Confirming validity of The Fear of COVID-19 Scale in Japanese with a nationwide large-scale sample.

机构信息

Majors of Clinical Sciences, Graduate School of Comprehensive Human Sciences, University of Tsukuba, Tennoudai, Tsukuba, Ibaraki, Japan.

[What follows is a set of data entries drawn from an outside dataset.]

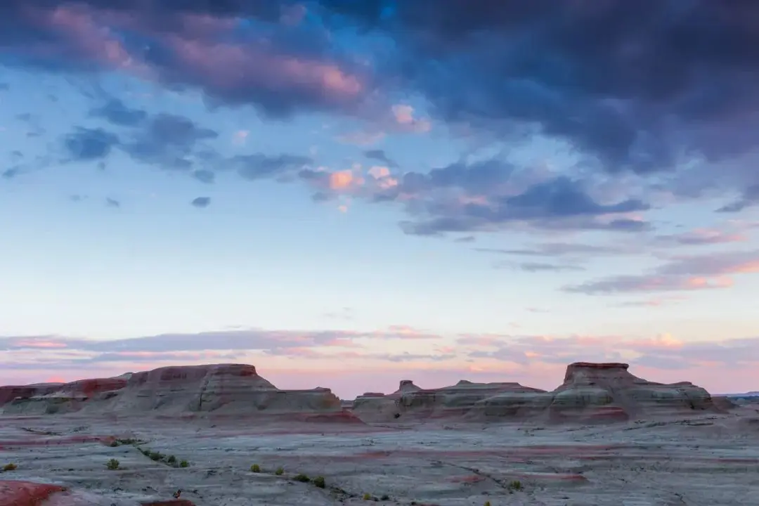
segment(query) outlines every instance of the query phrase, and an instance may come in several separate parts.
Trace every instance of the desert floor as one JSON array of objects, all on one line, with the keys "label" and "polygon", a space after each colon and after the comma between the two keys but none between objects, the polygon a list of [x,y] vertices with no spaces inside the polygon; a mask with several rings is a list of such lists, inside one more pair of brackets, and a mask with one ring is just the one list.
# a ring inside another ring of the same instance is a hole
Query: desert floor
[{"label": "desert floor", "polygon": [[[367,504],[364,494],[386,504],[757,506],[757,407],[574,427],[2,416],[0,466],[17,468],[0,480],[68,489],[46,506],[134,506],[178,489],[198,506]],[[190,465],[110,446],[112,437],[144,440],[140,448]],[[119,469],[106,468],[112,458]],[[254,464],[261,473],[250,470]],[[279,467],[285,473],[275,476]],[[323,476],[326,486],[299,482],[298,473]]]}]

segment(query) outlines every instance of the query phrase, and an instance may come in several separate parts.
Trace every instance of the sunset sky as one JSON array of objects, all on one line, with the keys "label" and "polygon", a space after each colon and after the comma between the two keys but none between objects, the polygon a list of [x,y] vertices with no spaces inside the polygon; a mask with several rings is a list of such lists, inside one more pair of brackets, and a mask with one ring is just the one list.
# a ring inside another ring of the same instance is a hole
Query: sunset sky
[{"label": "sunset sky", "polygon": [[0,156],[0,384],[759,388],[759,2],[3,0]]}]

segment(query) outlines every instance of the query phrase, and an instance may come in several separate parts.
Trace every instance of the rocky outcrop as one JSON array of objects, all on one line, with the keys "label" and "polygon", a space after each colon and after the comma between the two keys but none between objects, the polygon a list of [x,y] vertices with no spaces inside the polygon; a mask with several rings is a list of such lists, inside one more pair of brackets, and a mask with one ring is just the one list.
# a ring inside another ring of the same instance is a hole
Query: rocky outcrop
[{"label": "rocky outcrop", "polygon": [[[5,414],[41,415],[78,411],[99,401],[106,401],[123,388],[127,380],[120,378],[82,379],[70,383],[47,383],[10,389],[11,399],[2,402]],[[8,397],[10,397],[10,394]]]},{"label": "rocky outcrop", "polygon": [[452,416],[471,421],[594,423],[720,410],[704,388],[688,382],[647,382],[628,368],[625,363],[572,363],[563,383],[553,391],[518,383],[466,381],[421,389],[404,382],[393,394],[359,397],[354,413],[368,422]]},{"label": "rocky outcrop", "polygon": [[342,411],[340,400],[329,388],[279,390],[244,364],[162,367],[116,378],[4,388],[0,399],[8,399],[5,414]]}]

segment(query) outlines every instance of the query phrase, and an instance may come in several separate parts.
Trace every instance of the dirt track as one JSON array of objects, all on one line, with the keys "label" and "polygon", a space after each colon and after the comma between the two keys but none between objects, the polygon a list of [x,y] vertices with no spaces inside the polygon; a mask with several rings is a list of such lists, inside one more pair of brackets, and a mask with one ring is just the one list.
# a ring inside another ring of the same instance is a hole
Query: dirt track
[{"label": "dirt track", "polygon": [[[177,489],[199,506],[365,504],[364,494],[386,495],[387,504],[755,506],[759,432],[739,430],[755,429],[740,418],[389,429],[4,416],[0,462],[18,467],[0,479],[66,487],[43,503],[51,506],[131,506],[172,499]],[[190,465],[154,461],[131,444],[112,447],[114,436],[144,440],[140,448]],[[106,468],[111,458],[120,469]],[[254,464],[263,472],[250,472]],[[280,466],[284,474],[275,476]],[[323,476],[326,487],[294,480],[301,473]]]}]

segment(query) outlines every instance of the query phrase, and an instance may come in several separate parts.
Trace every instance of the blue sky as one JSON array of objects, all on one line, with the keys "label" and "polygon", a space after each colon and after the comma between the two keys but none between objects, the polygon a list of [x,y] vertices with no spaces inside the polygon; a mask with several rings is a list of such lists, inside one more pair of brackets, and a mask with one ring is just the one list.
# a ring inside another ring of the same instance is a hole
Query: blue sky
[{"label": "blue sky", "polygon": [[0,7],[0,382],[751,389],[756,18],[385,3]]}]

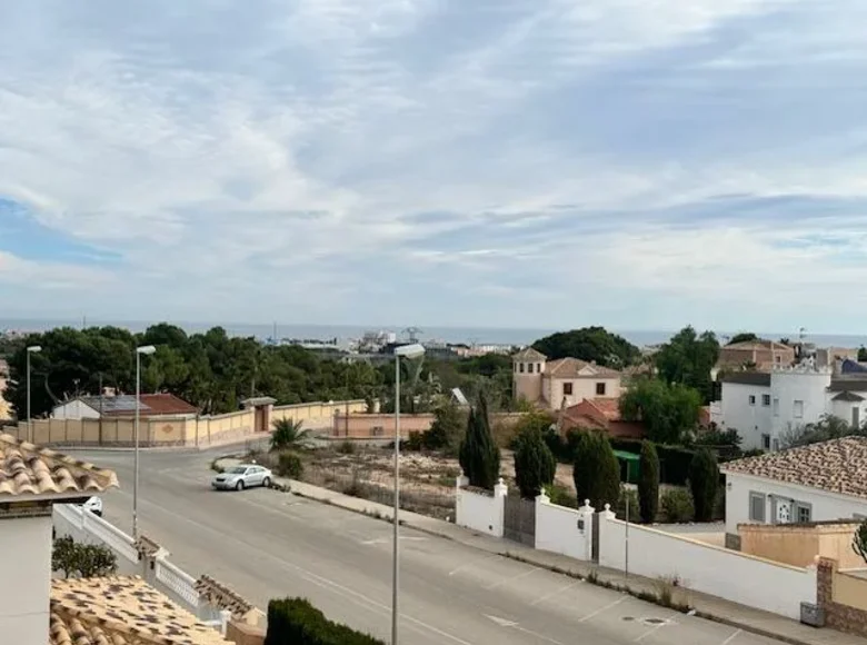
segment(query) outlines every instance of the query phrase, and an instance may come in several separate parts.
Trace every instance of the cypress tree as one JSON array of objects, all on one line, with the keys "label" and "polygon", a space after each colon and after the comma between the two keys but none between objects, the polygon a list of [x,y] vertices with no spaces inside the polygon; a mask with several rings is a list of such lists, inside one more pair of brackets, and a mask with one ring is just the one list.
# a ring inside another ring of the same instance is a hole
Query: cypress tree
[{"label": "cypress tree", "polygon": [[500,475],[500,449],[490,434],[488,404],[481,394],[467,419],[467,434],[460,445],[459,462],[470,486],[491,489],[497,484]]},{"label": "cypress tree", "polygon": [[689,488],[696,507],[696,522],[710,522],[719,488],[719,467],[716,456],[707,448],[696,453],[689,464]]},{"label": "cypress tree", "polygon": [[641,441],[641,459],[638,473],[638,506],[641,522],[656,522],[659,510],[659,457],[651,441]]},{"label": "cypress tree", "polygon": [[554,482],[557,464],[538,428],[521,430],[515,440],[515,480],[521,497],[535,499]]},{"label": "cypress tree", "polygon": [[620,466],[608,437],[602,433],[581,430],[575,449],[572,479],[578,503],[585,499],[601,510],[620,498]]}]

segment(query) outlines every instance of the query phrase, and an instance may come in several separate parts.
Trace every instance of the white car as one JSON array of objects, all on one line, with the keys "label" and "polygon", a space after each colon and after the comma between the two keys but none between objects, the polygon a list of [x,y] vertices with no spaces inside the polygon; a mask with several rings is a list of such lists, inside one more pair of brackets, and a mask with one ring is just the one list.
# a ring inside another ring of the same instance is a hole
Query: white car
[{"label": "white car", "polygon": [[102,517],[102,499],[99,497],[91,497],[81,506],[84,510],[90,510],[93,515]]},{"label": "white car", "polygon": [[211,486],[217,489],[222,488],[223,490],[243,490],[253,486],[269,488],[272,480],[273,475],[263,466],[238,464],[217,475],[211,482]]}]

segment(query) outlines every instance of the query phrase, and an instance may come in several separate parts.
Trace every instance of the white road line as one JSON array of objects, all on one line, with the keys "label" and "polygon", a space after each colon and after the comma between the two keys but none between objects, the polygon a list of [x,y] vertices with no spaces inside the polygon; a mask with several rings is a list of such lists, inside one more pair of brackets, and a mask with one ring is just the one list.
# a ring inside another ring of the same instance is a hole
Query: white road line
[{"label": "white road line", "polygon": [[565,587],[560,587],[560,588],[559,588],[559,589],[557,589],[556,592],[551,592],[550,594],[545,594],[545,595],[544,595],[541,598],[536,598],[536,599],[535,599],[532,603],[530,603],[530,607],[535,607],[535,606],[536,606],[536,605],[538,605],[539,603],[544,603],[544,602],[545,602],[545,601],[547,601],[548,598],[551,598],[551,597],[554,597],[554,596],[556,596],[556,595],[558,595],[558,594],[562,594],[564,592],[568,592],[568,591],[569,591],[569,589],[571,589],[571,588],[572,588],[575,585],[577,585],[577,584],[579,584],[579,583],[581,583],[581,582],[584,582],[584,580],[575,580],[574,583],[570,583],[570,584],[566,585]]},{"label": "white road line", "polygon": [[737,631],[737,632],[735,632],[735,633],[734,633],[731,636],[729,636],[728,638],[726,638],[725,641],[722,641],[722,643],[720,643],[720,645],[728,645],[728,644],[729,644],[729,643],[731,643],[731,642],[733,642],[733,641],[734,641],[734,639],[735,639],[735,638],[738,636],[738,634],[740,634],[743,631],[744,631],[744,629],[738,629],[738,631]]},{"label": "white road line", "polygon": [[500,557],[500,554],[498,554],[498,553],[492,553],[492,554],[490,554],[490,555],[487,555],[487,556],[485,556],[485,557],[482,557],[482,558],[479,558],[479,559],[477,559],[477,560],[476,560],[476,559],[474,559],[474,560],[470,560],[470,562],[466,562],[466,563],[464,563],[462,565],[459,565],[459,566],[455,567],[454,569],[451,569],[451,570],[449,572],[449,575],[450,575],[450,576],[454,576],[454,575],[455,575],[456,573],[458,573],[458,572],[462,572],[464,569],[468,569],[468,568],[470,568],[470,567],[474,567],[474,566],[476,566],[476,565],[478,565],[478,564],[481,564],[481,563],[484,563],[484,562],[486,562],[486,560],[494,559],[495,557]]},{"label": "white road line", "polygon": [[608,609],[610,609],[611,607],[615,607],[615,606],[619,605],[619,604],[620,604],[620,603],[622,603],[622,602],[624,602],[626,598],[627,598],[627,596],[624,596],[622,598],[618,598],[618,599],[616,599],[614,603],[610,603],[610,604],[606,605],[605,607],[601,607],[601,608],[599,608],[599,609],[596,609],[596,612],[592,612],[592,613],[590,613],[590,614],[587,614],[587,615],[586,615],[584,618],[580,618],[578,622],[579,622],[579,623],[584,623],[585,621],[589,621],[590,618],[595,618],[596,616],[598,616],[598,615],[599,615],[599,614],[601,614],[602,612],[607,612],[607,611],[608,611]]},{"label": "white road line", "polygon": [[528,572],[524,572],[522,574],[518,574],[517,576],[511,576],[510,578],[504,578],[501,580],[498,580],[498,582],[494,583],[492,585],[488,585],[487,587],[485,587],[485,591],[489,592],[491,589],[496,589],[499,586],[502,586],[502,585],[506,585],[506,584],[509,584],[509,583],[514,583],[515,580],[519,580],[521,578],[526,578],[528,575],[534,574],[537,570],[538,569],[536,567],[534,567],[534,568],[531,568]]}]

Faculty of Human Sciences, Toyo Gakuen University, Hongo, Bunkyo, Tokyo, Japan.

出版信息

PLoS One. 2021 Feb 10;16(2):e0246840. doi: 10.1371/journal.pone.0246840. eCollection 2021.

Abstract

Assessing fear and anxiety regarding COVID-19 viral infection is essential for investigating mental health during this epidemic. We have developed and validated a Japanese-language version of The Fear of COVID-19 Scale (FCV-19S) based on a large, nationwide residential sample (n = 6,750) recruited through news and social media responding to an online version of the questionnaire. Data was collected from August 4-25, 2020. Results correlated with K6, GAD-7 and IES-R psychological scales, and T-tests and analysis of variance identified associated factors. All indices indicated the two-factor model emotional fear reactions and symptomatic expressions of fear a better fit for our data than a single-factor model in Confirmatory Factor Analysis (χ2 = 164.16, p<0.001, CFI 0.991, TLI = 0.985, RMSEA = 0.043). Socio-demographic factors identified as disaster vulnerabilities such as female sex, sexual minority, elderly, unemployment, and present psychiatric history associated with higher scores. However, respondent or family member experience of infection risk, or work/school interference from confinement, had greatest impact. Results suggest necessity of mental health support during this pandemic similar to other disasters.

摘要

评估人们对 COVID-19 病毒感染的恐惧和焦虑对于调查这一流行病期间的心理健康状况至关重要。我们基于通过新闻和社交媒体针对在线问卷进行的全国性大规模住宅样本(n = 6750),开发并验证了日语版 COVID-19 恐惧量表(FCV-19S)。数据收集于 2020 年 8 月 4 日至 25 日。结果与 K6、GAD-7 和 IES-R 心理量表相关,T 检验和方差分析确定了相关因素。所有指标表明,双因素模型(情绪恐惧反应和恐惧的症状表现)比验证性因素分析中的单因素模型(χ2 = 164.16,p<0.001,CFI 0.991,TLI = 0.985,RMSEA = 0.043)更适合我们的数据。确定为灾害脆弱性的社会人口学因素,如女性、性少数群体、老年人、失业和当前的精神病史,与更高的分数相关。然而,感染风险的受访者或家庭成员的经历,或因隔离而对工作/学校的干扰,影响最大。结果表明,在这场大流行中需要提供心理健康支持,这与其他灾害类似。